Researchers have developed a high-tech ink, which they used to print QR (quick response) codes that are invisible in daylight and indoor light. Once placed under a laser, however, the codes light up, like fluorescent green-and-blue versions of the codes sometimes found on ads and signs. These invisible QR codes could someday provide a difficult-to-counterfeit verification mark for currency and more, the code's creators say.
"Printing currency is but one application where this technology could be used," Jon Kellar, a South Dakota School of Mines & Technology engineer who led the development of the glowing code, told InnovationNewsDaily in an email. "It could be used with other legal documents, or protection against counterfeiting of any solid object."
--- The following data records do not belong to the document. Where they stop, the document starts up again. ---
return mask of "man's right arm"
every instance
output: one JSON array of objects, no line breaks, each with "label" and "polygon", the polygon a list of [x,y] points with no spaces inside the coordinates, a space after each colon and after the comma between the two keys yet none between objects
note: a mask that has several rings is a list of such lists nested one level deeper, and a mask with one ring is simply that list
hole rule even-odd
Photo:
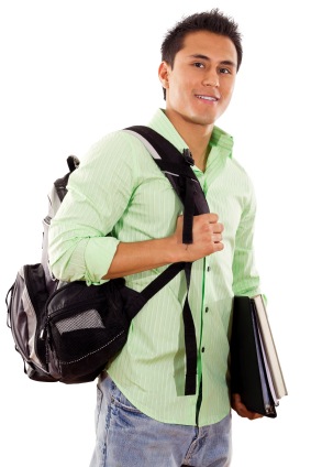
[{"label": "man's right arm", "polygon": [[193,242],[182,243],[182,216],[173,236],[133,243],[120,242],[103,279],[115,279],[179,261],[196,261],[223,249],[223,226],[218,215],[202,214],[193,218]]}]

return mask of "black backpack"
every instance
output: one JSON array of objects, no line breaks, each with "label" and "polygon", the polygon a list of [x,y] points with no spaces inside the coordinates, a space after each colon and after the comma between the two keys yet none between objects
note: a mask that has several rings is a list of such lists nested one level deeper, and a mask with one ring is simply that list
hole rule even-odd
[{"label": "black backpack", "polygon": [[[181,155],[169,141],[148,127],[130,127],[123,131],[141,139],[170,181],[184,204],[182,241],[191,243],[193,215],[209,213],[209,207],[191,170],[193,160],[189,151],[185,150]],[[29,378],[81,383],[98,377],[124,346],[131,319],[182,270],[189,290],[191,263],[169,265],[140,293],[125,286],[123,278],[90,286],[82,281],[64,283],[56,280],[48,267],[48,228],[67,193],[68,178],[79,166],[79,160],[69,156],[67,164],[69,172],[54,183],[48,195],[48,215],[43,221],[42,261],[20,269],[5,301],[8,326]],[[185,394],[195,394],[197,343],[188,294],[184,305],[184,323]]]}]

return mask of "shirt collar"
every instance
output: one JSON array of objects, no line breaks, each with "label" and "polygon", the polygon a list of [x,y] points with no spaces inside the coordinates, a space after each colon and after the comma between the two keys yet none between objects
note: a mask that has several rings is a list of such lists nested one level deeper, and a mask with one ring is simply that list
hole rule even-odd
[{"label": "shirt collar", "polygon": [[[164,109],[157,109],[149,121],[149,127],[165,137],[180,152],[182,152],[185,148],[188,148],[187,143],[180,137],[174,124],[166,117]],[[213,128],[210,144],[211,146],[219,148],[223,155],[229,158],[232,156],[233,138],[219,127]]]}]

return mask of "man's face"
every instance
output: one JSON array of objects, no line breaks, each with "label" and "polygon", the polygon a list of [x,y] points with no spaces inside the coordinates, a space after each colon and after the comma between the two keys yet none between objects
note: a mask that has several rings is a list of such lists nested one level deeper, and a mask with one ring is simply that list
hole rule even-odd
[{"label": "man's face", "polygon": [[206,31],[189,33],[174,67],[166,62],[159,67],[168,117],[213,124],[231,100],[236,64],[237,53],[229,37]]}]

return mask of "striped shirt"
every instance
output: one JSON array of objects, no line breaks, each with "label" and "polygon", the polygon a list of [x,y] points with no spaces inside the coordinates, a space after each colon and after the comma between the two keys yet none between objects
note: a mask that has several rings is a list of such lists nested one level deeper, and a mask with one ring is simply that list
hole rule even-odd
[{"label": "striped shirt", "polygon": [[[165,111],[158,109],[149,127],[180,152],[187,148]],[[232,137],[215,127],[207,170],[193,166],[211,213],[224,225],[224,249],[192,265],[189,302],[198,344],[198,382],[202,381],[198,419],[198,394],[184,394],[182,273],[133,319],[125,346],[108,369],[124,395],[160,422],[203,426],[230,412],[232,298],[259,293],[253,251],[254,189],[232,158]],[[143,143],[126,132],[110,133],[90,149],[69,178],[68,194],[49,231],[52,270],[64,281],[102,283],[119,241],[170,236],[181,213],[179,198]],[[126,285],[141,291],[163,270],[129,275]]]}]

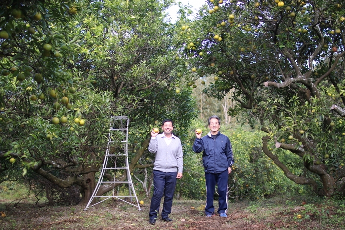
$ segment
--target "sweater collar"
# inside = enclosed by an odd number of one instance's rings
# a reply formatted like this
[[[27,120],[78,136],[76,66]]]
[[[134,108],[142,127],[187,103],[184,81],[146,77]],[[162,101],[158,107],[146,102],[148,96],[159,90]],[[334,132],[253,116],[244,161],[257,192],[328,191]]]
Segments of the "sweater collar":
[[[218,131],[218,134],[217,134],[217,135],[218,135],[218,136],[219,136],[219,135],[220,135],[220,131]],[[211,134],[211,132],[210,132],[210,131],[209,132],[208,132],[208,134],[207,134],[207,136],[209,136],[209,137],[211,137],[211,138],[212,138],[212,134]]]

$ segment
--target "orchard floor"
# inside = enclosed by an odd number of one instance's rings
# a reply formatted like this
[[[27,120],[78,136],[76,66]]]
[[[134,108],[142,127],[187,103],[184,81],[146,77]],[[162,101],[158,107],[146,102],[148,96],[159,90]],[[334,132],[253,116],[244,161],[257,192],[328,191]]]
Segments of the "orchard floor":
[[[159,217],[153,226],[148,224],[149,200],[141,205],[140,211],[115,200],[101,203],[87,211],[80,206],[39,207],[0,200],[0,211],[6,215],[0,216],[0,230],[344,229],[345,208],[329,201],[327,204],[302,205],[300,201],[276,198],[231,203],[227,218],[206,217],[202,211],[204,203],[203,201],[175,200],[169,216],[173,222],[165,222]],[[215,206],[216,208],[216,202]]]

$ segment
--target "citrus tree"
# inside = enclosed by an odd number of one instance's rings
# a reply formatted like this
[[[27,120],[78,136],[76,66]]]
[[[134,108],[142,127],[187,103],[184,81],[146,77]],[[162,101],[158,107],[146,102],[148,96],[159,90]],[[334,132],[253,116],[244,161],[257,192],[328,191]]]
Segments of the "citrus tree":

To make the codes, Kellar and his colleagues developed special inks from nanosize particles of rare earth metals and other chemicals. When hit with near-infrared laser light, the chemicals give off higher-energy wavelengths of light, creating a bright color that people can see. Kellar and his teammates made two colors of inks, blue and green. Once made visible by infrared light, the codes are readable by any smartphone equipped with a QR-reading app.
The infrared laser is key. Most fluorescent dyes are read using a higher-energy laser. The techniques for making and reading this infrared-activated fluorescent ink are newer and less known, so they're more difficult to reproduce, Kellar said.
He and a team of materials scientists and chemists in South Dakota developed another security feature for their codes. They found they could use a high-tech printer, called an aerosol jet printer, to print small letters inside the QR codes that don't affect smartphones' ability to read them. They were able to print letters so small they require a microscope to see, as well as letters visible to the naked eye.
The inks could be used to print anything, including bar codes, Kellar said. He and his colleagues decided to print QR codes because they are able to hold 100 times more information than bar codes. The researchers thought they would work well for security, although they are not typically used for security applications now.
The inks work on paper, glass and a plastic film called Kapton, which is used in spacesuits and electronics, Kellar and his colleagues reported in their paper published today (Sept. 12) in the journal Nanotechonology. They also reported their QR codes, when printed onto paper, are still readable after being folded 50 times.
The inks and codes are on their way to real products, Kellar said, although he declined to provide details. "We are currently working with a private sector company to commercialize the technology," he said.